Dry aging beef improves flavor and tenderness. (Image: Eising/Photodisc/Getty Images)

Beef can be dry aged to improve it in two significant ways. First, moisture is removed from the muscle, giving the beef a more intense and "gamey" taste. Second, natural enzymes break down the connective tissue, resulting in a more tender cut of meat. You can dry age certain cuts of beef at home as long as your refrigerator maintains a temperature below 40 degrees.

Things You'll Need

  • Clean towels
  • Rack
  • Baking sheet or baking pan with rim

Wash the cut of beef and pat it dry with a clean towel.

Pat it dry with a clean towel again. This task must be repeated several times throughout the dry aging process, which effectively "sucks" the moisture from the interior to the exterior of the meat.

Place the meat on a rack and place the rack on top of a baking sheet with a rim to prevent spills or leaks.

Place the rack of beef, uncovered, on the bottom shelf of your refrigerator. This is typically the coldest part of the fridge.

Examine the beef twice a day and pat dry with a clean towel to remove excess moisture.

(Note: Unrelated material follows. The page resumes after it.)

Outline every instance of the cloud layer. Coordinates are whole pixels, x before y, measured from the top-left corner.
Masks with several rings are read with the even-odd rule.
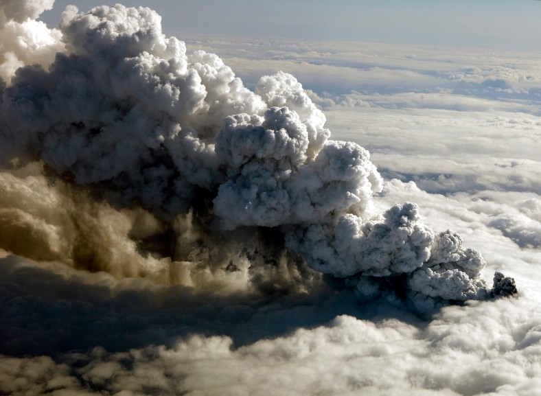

After about three days the beef will begin drying out and as a result, a dark crust will form on the exterior.

Remove the beef and trim off the outer crust after five to seven days. The beef can now be cooked and eaten like a normal cut of meat. Cook or freeze as soon as you cut off the crust, which should be done within a week of starting the drying process.

Tips & Warnings

  • Dry aging is less economical than wet aging because of the dehydration and the final trimming of the outer crust. Expect to lose about 10 to 15 percent of the size of your original cut.
  • Beef should not be aged for more than a week by non-professionals.